The 40 Egyptian male and female artists who contributed to “I am Egyptian” highlighted through their works the danger of division threatening Egypt, especially as exemplified in the recent killing of Copts in Nag Hammadi. The exhibition was primarily concerned with battling attempts to obliterate Egypt’s identity by substituting the original mildness and tolerance of the Egyptian character with a mindset prone to violence in the name of Islam.
Red stains on a white gown
Watani talked to Maged al-Raheb, head of the APEH, who said that the exhibition was just the first of a series of activities planned for 2010 with the purpose of advocating citizenship rights, and reinstituting the Egyptian identity with its famed tolerance and acceptance of the ‘other’. The works in the exhibition, he said, were concerned with Egyptian heritage, nature, or events.
“In one of the paintings,” Raheb said, “Fifi Khattab depicts Egypt as a pretty woman in the foreground while other fully-veiled women in black fill the background. She wished to send a clear message that the progressive, non-veiled Egyptian would eventually prevail while other trends of revisionist thought would ultimately fade.
“Inas Salem, a Muslim artist, was so moved by the Nag Hammadi incident that she withdrew her original contribution to the exhibition and contributed another which she had painted in a matter of 24 hours to express her sentiments. The new painting was dominated by red, the colour of blood, over a white backdrop. It is the blood that stains the white gown of Egypt.”
Mr Raheb said that most of the participant artists expressed a wish for the exhibition to travel to Nag Hammadi. “We accordingly wrote to the public culture palace of Qena asking them to host the exhibition, and to the Ministry of Transportation to allocate a carriage to carry the paintings,” he said
Banned in Islam
Watani asked Mr Raheb why was art in Egypt retreating inside the art galleries, away from the people “Unfortunately, the abolition of drawing and music lessons in schools is killing the spirit of creativity in children,” he sadly answered. “Four years ago,” he recalled, “one of the deans of the Faculty of Fine Arts, who was an Islamist, abolished sculpture from the arts school on the pretext that statues are ‘banned’ in Islam. Ever since, the volume of sculpture artwork has visibly shrunk. Sadly, this exhibition displays a single piece of sculpture.”
The participating works in the exhibition involved various mediums: oil, graphic, brass, textures, mosaic, and ceramic.
Watani toured the exhibition, which comprised various arts inspired by the rural and urban Egypt; expressing the famed Egyptian kindness, unity, and peace especially as depicted in the dovecots which dot the Egyptian countryside.
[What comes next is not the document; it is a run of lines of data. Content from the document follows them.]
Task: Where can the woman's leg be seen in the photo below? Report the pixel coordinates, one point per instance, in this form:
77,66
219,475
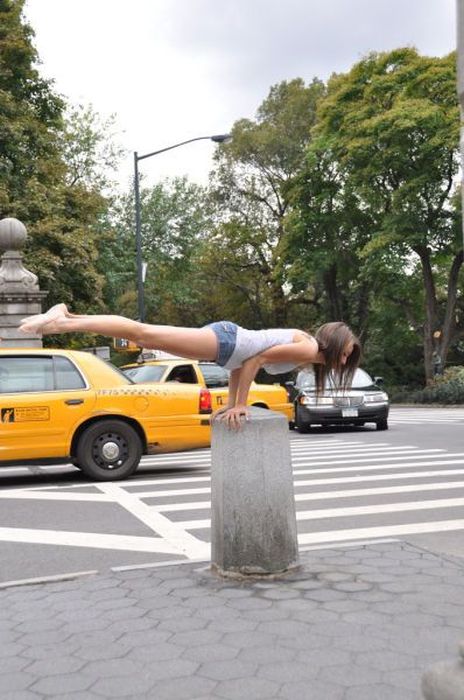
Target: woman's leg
195,343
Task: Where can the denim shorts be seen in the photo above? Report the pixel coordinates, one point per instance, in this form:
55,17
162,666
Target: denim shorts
226,333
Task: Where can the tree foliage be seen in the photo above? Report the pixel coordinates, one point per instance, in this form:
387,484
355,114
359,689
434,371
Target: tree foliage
388,131
50,170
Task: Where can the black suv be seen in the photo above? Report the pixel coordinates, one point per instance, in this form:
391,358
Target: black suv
364,402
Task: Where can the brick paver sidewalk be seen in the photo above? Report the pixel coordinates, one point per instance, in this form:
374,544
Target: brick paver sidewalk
354,624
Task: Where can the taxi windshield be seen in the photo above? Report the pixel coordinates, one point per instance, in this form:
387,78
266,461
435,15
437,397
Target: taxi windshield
145,373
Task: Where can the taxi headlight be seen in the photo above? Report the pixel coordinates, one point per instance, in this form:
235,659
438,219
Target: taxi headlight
381,397
315,401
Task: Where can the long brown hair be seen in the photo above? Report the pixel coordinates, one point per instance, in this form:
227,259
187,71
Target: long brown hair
332,339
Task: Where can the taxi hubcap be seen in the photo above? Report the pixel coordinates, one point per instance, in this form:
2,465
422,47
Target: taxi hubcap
110,450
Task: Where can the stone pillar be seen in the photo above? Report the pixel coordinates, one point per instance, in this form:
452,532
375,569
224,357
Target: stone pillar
253,522
20,295
445,680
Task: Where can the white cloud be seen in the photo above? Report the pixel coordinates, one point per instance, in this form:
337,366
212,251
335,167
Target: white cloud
177,69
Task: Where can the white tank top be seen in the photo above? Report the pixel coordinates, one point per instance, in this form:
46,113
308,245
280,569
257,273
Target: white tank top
250,343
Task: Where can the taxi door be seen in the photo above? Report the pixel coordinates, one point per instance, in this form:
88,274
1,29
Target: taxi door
216,379
42,399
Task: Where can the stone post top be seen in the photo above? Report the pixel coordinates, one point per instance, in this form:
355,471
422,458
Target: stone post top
258,414
13,234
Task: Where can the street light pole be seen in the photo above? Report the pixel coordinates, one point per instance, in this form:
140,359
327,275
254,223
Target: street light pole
460,46
217,138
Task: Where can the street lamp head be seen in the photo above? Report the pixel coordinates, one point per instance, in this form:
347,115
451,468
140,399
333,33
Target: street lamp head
221,138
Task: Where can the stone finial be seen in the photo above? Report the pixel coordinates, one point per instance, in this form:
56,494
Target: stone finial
13,275
13,234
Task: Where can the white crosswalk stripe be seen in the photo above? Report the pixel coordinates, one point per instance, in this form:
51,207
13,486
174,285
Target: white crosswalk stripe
418,416
348,488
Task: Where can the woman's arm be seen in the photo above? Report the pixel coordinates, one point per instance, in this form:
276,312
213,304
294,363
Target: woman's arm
233,386
240,384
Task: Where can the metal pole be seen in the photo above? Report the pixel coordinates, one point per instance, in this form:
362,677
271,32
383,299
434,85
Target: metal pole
217,138
460,45
138,241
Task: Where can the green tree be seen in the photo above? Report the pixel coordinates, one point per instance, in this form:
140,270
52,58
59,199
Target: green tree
251,193
51,166
392,126
174,221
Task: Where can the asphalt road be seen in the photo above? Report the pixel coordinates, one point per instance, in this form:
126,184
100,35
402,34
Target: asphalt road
351,486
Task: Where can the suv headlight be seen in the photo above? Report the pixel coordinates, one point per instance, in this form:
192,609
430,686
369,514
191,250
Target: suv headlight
381,397
315,401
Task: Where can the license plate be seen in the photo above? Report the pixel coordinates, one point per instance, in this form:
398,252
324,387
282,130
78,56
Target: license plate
349,412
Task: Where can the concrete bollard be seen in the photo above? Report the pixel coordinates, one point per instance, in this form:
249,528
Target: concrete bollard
253,521
445,680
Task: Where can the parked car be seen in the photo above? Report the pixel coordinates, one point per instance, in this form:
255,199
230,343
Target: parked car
208,375
64,405
364,402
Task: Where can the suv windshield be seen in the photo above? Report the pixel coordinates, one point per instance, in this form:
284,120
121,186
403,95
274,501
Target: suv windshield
145,373
306,380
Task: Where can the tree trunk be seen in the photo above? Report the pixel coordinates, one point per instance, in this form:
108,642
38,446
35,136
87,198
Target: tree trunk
449,323
333,296
438,346
431,310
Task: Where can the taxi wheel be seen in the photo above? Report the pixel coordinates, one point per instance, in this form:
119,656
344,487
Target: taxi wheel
109,450
382,424
302,426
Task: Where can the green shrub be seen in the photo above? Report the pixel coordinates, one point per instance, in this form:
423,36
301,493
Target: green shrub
446,389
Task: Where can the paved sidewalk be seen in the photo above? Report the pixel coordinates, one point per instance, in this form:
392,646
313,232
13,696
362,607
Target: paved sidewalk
356,623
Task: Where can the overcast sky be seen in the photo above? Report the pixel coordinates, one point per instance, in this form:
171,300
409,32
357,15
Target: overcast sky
176,69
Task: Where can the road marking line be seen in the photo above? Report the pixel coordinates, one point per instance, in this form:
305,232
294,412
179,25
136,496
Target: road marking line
91,540
381,531
47,579
382,459
178,540
320,514
323,495
16,494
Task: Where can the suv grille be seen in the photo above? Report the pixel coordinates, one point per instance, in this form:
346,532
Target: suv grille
348,401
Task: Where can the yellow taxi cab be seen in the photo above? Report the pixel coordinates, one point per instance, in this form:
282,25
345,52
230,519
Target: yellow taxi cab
72,406
206,375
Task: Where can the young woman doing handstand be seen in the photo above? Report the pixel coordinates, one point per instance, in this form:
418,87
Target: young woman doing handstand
334,347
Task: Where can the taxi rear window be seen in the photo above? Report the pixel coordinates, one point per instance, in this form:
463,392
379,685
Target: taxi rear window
145,373
37,374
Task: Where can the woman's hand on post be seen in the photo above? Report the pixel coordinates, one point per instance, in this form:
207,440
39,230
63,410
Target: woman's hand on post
234,417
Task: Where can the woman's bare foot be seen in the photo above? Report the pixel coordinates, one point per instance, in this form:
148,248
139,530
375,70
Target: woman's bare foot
49,322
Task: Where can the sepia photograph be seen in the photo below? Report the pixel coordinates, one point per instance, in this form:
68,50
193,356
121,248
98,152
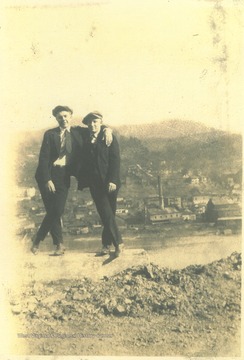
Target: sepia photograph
121,187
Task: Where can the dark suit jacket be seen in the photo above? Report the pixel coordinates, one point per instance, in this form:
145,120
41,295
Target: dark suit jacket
107,162
50,150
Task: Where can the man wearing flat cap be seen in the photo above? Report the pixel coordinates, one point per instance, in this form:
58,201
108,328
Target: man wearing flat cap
59,151
101,173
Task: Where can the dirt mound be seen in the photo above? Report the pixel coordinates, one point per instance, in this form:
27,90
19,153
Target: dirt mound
196,291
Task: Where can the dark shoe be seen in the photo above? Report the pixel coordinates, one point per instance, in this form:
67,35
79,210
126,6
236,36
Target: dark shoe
60,249
105,250
34,249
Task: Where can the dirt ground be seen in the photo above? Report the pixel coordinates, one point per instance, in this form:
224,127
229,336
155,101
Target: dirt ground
184,300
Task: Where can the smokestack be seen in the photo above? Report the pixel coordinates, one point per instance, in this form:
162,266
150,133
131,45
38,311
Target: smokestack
160,193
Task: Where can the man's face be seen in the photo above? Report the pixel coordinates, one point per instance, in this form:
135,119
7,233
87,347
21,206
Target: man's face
64,118
94,125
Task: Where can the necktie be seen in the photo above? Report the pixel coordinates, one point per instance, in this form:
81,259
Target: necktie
93,138
65,143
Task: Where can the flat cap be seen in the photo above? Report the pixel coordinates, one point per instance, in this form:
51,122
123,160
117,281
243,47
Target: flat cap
60,108
92,115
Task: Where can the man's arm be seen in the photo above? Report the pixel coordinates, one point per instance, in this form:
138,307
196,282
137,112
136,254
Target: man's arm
44,158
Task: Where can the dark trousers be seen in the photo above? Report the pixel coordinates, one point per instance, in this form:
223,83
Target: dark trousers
54,204
106,206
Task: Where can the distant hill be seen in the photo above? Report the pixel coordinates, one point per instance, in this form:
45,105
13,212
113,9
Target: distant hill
168,129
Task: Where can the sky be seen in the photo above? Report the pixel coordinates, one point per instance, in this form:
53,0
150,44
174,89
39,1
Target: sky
135,61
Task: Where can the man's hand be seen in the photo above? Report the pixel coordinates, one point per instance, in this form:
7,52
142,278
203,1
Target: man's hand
111,187
50,186
108,136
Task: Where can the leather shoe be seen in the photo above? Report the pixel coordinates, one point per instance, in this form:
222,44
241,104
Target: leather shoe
34,250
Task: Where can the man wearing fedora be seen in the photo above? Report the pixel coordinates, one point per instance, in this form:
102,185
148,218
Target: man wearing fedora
61,146
100,171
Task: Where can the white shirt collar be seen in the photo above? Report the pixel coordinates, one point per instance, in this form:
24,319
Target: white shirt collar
62,130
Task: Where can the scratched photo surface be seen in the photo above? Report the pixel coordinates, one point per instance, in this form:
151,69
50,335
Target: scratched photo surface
167,78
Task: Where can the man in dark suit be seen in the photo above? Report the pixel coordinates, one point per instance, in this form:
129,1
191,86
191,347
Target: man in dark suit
59,152
100,171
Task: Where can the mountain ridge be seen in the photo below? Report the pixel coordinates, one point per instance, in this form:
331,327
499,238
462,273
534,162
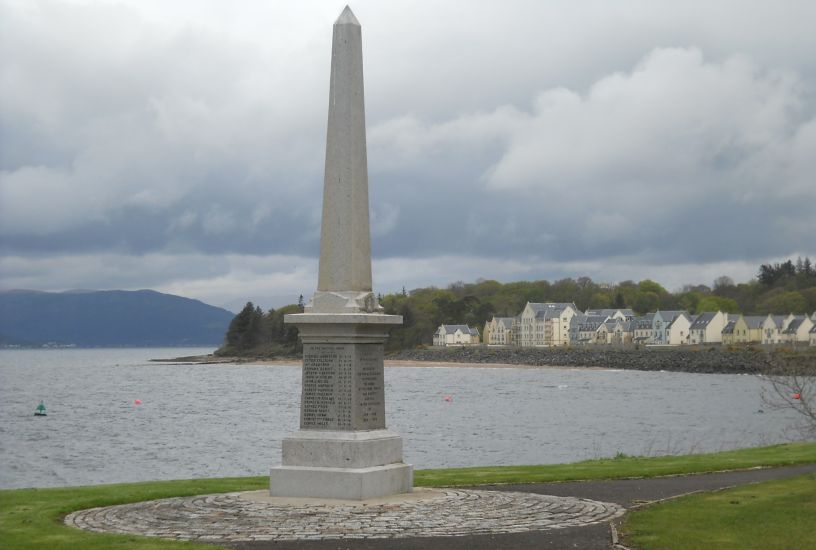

The artist Magda Girguis, professor of artefacts at Helwan University, said that she participates with three different paintings on the same theme; the sun shining on all neighbouring, intertwined village houses, embracing all in warmth. One of her works, executed on natural leather and coloured with shoe polish, depicts a young girl with Pharaonic features carrying on her head the crown of the ancient Egyptian goddess Isis’ and holding mosques and churches surrounded by houses, wheat, and date palms. All these are symbols of life.